For those of us who grew up watching “Friends”, you know Monica.
And Monica drove most people nuts.
Not me. I loved her.
And recently, I have begun to understand why.
She loves a good clean house and she’s a little extreme (she once described her dry cleaner as her Disneyland).
You see, I relate to her on many levels.
Type ‘A’ personality.
Check. It’s possible I have thrown golf clubs once or twice
Doesn’t trust a cleaning lady to clean to her standards.
Check. Except when finally gave in.
Check. Um, nope, not that one.
Ok, I digress. So I like a clean house. What’s wrong with that, right?
I know, I know….
As a mother, I should accept that a messy house is a sign of a happy home. Focus less on what needs to be done and preserve the memories happening right in front of me. Kids don’t care about having a clean house.
Yada yada yada.
What about me!?
I’m sorry, but when my bathroom smells like an outhouse because no one can aim into the bowl, or when I have to play hopscotch from room to room to avoid hockey sticks and legoes, or, I don’t know….I sit on cheese-it crumbs every. damn. time. I try to sit on our couch….
I get irritable, ok?
Call me crazy, but there is something positively glorious about walking into a clean room.
Toys nestled in their tiny little color-coded boxes.
Toothpaste crust-free sinks.
Walking barefoot without the potential of sand, gum, water, or leftover nutrigrain bars under me.
Windows I can see through.
And carpet I can walk across.
Oh, and bathrooms.
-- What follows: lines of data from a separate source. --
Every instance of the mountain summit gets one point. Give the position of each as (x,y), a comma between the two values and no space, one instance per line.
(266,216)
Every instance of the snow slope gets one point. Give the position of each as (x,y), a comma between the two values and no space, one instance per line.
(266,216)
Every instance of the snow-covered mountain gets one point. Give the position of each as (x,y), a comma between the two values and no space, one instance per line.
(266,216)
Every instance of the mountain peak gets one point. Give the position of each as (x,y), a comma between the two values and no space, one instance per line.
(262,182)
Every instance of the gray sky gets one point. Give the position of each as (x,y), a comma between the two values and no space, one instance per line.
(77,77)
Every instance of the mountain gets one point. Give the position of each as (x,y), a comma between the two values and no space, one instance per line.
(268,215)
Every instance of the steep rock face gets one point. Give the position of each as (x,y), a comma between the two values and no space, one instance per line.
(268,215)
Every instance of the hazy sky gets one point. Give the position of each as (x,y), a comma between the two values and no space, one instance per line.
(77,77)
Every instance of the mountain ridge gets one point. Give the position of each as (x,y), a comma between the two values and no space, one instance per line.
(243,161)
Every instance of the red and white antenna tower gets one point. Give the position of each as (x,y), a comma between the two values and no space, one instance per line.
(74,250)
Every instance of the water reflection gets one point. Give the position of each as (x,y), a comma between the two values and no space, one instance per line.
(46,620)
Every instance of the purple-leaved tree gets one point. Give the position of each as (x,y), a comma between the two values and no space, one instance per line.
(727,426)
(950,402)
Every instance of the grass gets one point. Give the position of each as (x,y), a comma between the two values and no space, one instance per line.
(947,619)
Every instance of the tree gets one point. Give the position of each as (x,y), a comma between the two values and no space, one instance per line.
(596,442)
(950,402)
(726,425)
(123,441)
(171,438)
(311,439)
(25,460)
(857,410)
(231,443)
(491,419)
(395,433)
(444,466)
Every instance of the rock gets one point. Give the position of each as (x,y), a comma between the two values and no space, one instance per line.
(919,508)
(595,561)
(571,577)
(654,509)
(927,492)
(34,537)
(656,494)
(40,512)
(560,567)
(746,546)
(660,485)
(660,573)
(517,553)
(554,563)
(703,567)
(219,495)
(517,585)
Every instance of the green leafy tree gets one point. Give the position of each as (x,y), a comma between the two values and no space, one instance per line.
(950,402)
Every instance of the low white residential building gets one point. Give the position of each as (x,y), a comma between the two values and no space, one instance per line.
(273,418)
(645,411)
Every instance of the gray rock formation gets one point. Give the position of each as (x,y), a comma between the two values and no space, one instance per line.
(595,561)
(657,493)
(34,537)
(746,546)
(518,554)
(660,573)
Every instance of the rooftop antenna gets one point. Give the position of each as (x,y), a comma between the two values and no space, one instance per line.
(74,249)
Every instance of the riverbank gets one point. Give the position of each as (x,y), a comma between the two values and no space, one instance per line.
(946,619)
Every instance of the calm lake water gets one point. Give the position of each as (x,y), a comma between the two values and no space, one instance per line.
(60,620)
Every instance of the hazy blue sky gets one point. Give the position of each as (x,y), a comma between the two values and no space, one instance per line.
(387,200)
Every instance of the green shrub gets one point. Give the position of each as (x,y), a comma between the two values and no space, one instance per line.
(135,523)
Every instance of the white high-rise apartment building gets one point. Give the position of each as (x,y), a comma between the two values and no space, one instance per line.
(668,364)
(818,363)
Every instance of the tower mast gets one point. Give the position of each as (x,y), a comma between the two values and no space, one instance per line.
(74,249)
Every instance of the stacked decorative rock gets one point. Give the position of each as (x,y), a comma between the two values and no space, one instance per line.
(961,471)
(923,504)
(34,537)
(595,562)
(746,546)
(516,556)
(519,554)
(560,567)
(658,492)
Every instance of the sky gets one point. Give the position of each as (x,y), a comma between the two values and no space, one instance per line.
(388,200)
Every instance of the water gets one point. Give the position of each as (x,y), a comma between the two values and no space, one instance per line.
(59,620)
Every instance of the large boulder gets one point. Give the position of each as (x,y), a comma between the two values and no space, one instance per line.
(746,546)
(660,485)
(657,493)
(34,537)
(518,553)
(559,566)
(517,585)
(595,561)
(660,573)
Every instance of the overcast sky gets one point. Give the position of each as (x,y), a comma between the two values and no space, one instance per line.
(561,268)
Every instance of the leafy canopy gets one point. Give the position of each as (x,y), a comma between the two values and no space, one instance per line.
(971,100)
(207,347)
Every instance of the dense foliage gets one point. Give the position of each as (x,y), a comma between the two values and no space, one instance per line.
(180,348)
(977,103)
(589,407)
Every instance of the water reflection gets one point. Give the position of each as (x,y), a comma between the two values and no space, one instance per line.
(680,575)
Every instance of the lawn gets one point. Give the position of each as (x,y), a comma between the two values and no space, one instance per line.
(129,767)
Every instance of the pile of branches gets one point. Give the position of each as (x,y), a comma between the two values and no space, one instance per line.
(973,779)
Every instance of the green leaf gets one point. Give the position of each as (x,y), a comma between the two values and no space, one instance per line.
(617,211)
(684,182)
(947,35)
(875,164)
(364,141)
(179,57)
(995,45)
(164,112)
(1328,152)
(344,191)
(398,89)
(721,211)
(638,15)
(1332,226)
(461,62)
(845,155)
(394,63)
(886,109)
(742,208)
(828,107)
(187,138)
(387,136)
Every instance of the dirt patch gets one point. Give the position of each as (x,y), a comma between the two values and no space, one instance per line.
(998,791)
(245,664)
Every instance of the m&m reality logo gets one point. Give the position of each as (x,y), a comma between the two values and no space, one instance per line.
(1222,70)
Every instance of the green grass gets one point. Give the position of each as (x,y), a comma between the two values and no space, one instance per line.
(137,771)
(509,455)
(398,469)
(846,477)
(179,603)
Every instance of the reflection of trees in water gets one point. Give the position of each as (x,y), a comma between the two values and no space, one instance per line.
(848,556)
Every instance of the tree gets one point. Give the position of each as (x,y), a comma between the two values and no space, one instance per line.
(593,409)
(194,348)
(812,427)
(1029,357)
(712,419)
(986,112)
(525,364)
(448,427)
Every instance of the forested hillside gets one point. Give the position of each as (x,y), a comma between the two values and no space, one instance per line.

Bathrooms that smell of sweet cinnamon and fresh linen on a summer day.
I can’t help it.
It calms me. Bring me peace. And puts little spring in my step, really.
Being a mother of two boys, I understand its simply not realistic to maintain this, but I do relish in the hours before my boys come home after the house is cleaned.
I breathe in it. I walk around the house and do a little dance.
And then by dinner time, the moment is gone.
Kellen has usually dumped pencil shavings or bubbles on the floor and Declan has paid a visit to the bathroom. And well, you know what happens then.